NEFCU celebrates 50 yearsBy Luke Baynes
A lot can change in 50 years.
In 1961, a year when gas prices averaged 31 cents per gallon and the average cost of a new home was $17,724, the newly founded IBM Employees Credit Union in Essex had 473 members and $2,298 in assets.
On May 25, when the renamed and community chartered New England Federal Credit Union celebrated its 50th anniversary with an open house at its main branch in Williston, it had more than 79,000 members and over $823 million in assets.
What began with seven IBM employees is now the largest credit union in Vermont. The credit union still has a branch at IBM but also has five others — Williston, Essex, South Burlington, Fletcher Allen Health Care in Burlington, and St. Albans.
President and CEO John Dwyer and Chief Financial Officer Susan Leonard said NEFCU’s success is due to its decision two decades ago to focus on the mortgage business at a time when many credit unions lacked the scale or expertise, plus the simple fact that they’re in business to serve their members.
“I think the goal for any credit union is to make sure that you return to members,” said Dwyer, who began with NEFCU 24 years ago and became CEO in January 2010. “We’re nonprofit. We do business for members, so we try to make sure we do value every day.”
With the banking industry still recovering from the subprime mortgage crisis that helped cause the worst recession since the Great Depression in the 1930s, one could hardly call these the salad days for mortgage lending.

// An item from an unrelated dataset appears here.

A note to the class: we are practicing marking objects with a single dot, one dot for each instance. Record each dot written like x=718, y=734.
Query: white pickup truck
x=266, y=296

But Dwyer said NEFCU is in a stronger financial position now than before the subprime meltdown and that 2009 and 2010 were, respectively, NEFCU’s second- and third-best years ever for mortgage originations.
“Vermont has been fortunate that neither we nor any of the other local Vermont credit unions and banks originated the kind of loans that we all read about,” said Dwyer. “There has been some subprime lending in Vermont – primarily by people who aren’t here anymore.”
Leonard, who was promoted to CFO a decade into her 20-year career, agreed that NEFCU has made it to 50 because of its responsible lending practices, but said that responsibility starts with its members.
“Our members are responsible, and I think you can make the case that Vermonters in general are fiscally responsible,” Leonard said. “We really take our responsibility in that relationship very seriously and make sure that members are getting into a mortgage that fits them.”
Another thing NEFCU takes seriously is charitable work and its status as a good corporate citizen.
“Not only have we grown from an asset standpoint, but we’ve grown in our awareness that we need to participate more (in the community),” Dwyer said.
Some of the ways NEFCU gives back to the community are by hosting seminars that teach young adults about the importance of managing credit cards responsibly, having annual “Blankets of Hope” drives to provide warmth to the needy, and its participation in the “Big Change Roundup,” which raised $18,683 to benefit Vermont Children’s Hospital last year.
Looking back at the past two decades, Leonard spoke with pride about her company’s ascension to a prominent place in the local community, and its contribution to Vermont’s growth as a whole.
“Over the past 20 years we’ve had such incredible growth and change, especially in Chittenden County,” Leonard said. “We’re all proud that we’ve been able to be a part of that growth and that success.”
Dwyer echoed her comments, praising both his employees and his company’s member base.
“When you reach this kind of milestone, it’s nice to have capacity, it’s nice to have the 170 talented people we have working here, it’s great to have 79,000 members and it’s about focusing to make sure that what we return to the member is something they value,” said Dwyer. “We work hard every day to make sure we’ll be here another 50 years.”